The significance of the announcement isn't just the new memory technology, but that it's actually in production with volume shipments scheduled for next year. Intel and Micron have succeeded in bringing a concept from a lab to an actual fab, which is by far the most difficult part in any new semiconductor technology. Something that works well in a lab may not be mass producible at all, but Intel and Micron made the necessary investments to develop new material compounds and surrounding technologies to turn 3D XPoint into a real product. It will be interesting to see how the other DRAM and NAND vendors respond because the memory industry is one where you don't want your rivals to have something you don't for an extended period of time.

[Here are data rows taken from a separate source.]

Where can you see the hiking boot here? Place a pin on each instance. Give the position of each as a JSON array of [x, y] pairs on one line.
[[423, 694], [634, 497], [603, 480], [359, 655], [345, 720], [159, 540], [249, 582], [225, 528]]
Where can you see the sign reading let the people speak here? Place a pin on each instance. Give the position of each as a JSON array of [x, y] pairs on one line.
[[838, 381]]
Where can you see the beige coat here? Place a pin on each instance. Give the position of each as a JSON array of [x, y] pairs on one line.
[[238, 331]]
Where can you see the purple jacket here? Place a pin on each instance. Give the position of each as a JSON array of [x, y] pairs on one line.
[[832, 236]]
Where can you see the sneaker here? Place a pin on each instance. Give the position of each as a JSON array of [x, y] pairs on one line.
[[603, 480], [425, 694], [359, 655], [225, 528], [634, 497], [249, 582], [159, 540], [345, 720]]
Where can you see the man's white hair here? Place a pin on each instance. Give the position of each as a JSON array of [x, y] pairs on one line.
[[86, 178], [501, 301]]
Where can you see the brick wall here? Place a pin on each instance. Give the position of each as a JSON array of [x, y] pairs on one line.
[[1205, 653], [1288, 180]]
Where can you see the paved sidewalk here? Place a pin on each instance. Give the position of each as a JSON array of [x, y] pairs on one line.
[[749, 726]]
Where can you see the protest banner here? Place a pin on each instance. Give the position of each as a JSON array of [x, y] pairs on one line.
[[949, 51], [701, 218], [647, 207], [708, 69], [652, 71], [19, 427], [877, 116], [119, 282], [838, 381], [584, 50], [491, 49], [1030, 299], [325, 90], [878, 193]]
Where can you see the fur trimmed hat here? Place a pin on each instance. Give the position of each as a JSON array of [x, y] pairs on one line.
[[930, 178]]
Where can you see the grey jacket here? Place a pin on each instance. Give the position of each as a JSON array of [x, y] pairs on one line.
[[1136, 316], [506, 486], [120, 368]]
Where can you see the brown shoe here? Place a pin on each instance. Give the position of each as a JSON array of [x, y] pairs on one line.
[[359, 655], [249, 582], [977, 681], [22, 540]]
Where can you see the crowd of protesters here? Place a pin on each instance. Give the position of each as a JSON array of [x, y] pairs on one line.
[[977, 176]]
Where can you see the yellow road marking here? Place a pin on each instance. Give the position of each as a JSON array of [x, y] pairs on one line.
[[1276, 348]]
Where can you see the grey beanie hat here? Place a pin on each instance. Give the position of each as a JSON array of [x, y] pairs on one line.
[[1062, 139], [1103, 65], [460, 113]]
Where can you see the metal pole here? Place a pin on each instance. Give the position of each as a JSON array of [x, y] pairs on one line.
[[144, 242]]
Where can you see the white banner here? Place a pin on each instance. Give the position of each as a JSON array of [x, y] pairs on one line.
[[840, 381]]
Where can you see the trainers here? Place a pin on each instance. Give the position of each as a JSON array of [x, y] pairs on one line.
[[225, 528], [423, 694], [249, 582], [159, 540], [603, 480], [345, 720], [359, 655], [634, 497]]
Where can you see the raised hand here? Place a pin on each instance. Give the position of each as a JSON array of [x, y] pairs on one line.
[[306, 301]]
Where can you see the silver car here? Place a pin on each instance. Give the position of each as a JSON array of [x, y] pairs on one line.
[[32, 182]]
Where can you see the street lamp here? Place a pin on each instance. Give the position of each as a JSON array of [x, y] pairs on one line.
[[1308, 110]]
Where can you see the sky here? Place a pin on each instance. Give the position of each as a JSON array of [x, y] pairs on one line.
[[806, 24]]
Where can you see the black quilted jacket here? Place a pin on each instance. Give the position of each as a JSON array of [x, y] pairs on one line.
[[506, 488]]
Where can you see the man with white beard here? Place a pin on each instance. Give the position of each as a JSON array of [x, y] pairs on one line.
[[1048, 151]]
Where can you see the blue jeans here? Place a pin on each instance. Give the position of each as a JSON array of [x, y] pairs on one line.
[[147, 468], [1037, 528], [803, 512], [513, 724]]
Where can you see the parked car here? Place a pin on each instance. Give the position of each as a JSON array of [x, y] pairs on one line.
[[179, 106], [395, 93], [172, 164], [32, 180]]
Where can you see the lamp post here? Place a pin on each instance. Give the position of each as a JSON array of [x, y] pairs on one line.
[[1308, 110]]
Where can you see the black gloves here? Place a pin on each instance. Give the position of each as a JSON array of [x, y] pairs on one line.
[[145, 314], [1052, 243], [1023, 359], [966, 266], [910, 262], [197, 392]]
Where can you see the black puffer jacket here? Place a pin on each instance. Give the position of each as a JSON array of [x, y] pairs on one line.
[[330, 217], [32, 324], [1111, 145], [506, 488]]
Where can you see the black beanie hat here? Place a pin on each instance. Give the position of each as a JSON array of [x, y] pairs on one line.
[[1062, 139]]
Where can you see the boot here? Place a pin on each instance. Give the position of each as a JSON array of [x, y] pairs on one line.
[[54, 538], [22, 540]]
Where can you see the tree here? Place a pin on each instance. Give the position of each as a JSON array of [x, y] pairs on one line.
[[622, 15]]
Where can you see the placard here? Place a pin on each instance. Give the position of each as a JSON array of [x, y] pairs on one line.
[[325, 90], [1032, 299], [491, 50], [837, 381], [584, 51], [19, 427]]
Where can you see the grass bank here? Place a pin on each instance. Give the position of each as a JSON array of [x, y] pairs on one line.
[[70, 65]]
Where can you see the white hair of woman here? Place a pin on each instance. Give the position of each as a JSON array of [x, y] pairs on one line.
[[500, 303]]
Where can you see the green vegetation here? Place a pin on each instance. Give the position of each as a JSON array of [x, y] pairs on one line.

However, it's clear that 3D XPoint isn't a true DRAM or NAND successor and Intel and Micron aren't trying to position it as such. DRAM will still have its market in high performance applications that require the latency and endurance that 3D XPoint can't offer. Our early cost analysis also suggests that 3D XPoint isn't as dense as planar NAND, let alone 3D NAND, but by having the ability to scale both vertically and horizontally 3D XPoint may have the potential to replace 3D NAND in the long run.
Looking further into the future, 3D XPoint isn't the only technology Intel and Micron are cooking. If the two stay on schedule, we should be hearing about their other new memory technology in roughly two years. As 3D XPoint seems to be more suitable as a 3D NAND replacement, the second new technology might be one that is capable of taking DRAM's place in the long run.
All in all, it's impossible to think of all the possible applications that 3D XPoint will have in the future because it's a technology that hasn't existed before. I don't think it's an overstatement to say that 3D XPoint has the potential to change modern computer architectures and the way we see computing, but that transition won't happen overnight and will likely require competing technologies from other vendors to fulfill the demand. What is clear, though, is that Intel and Micron are leading us to a new era of memory and computing next year.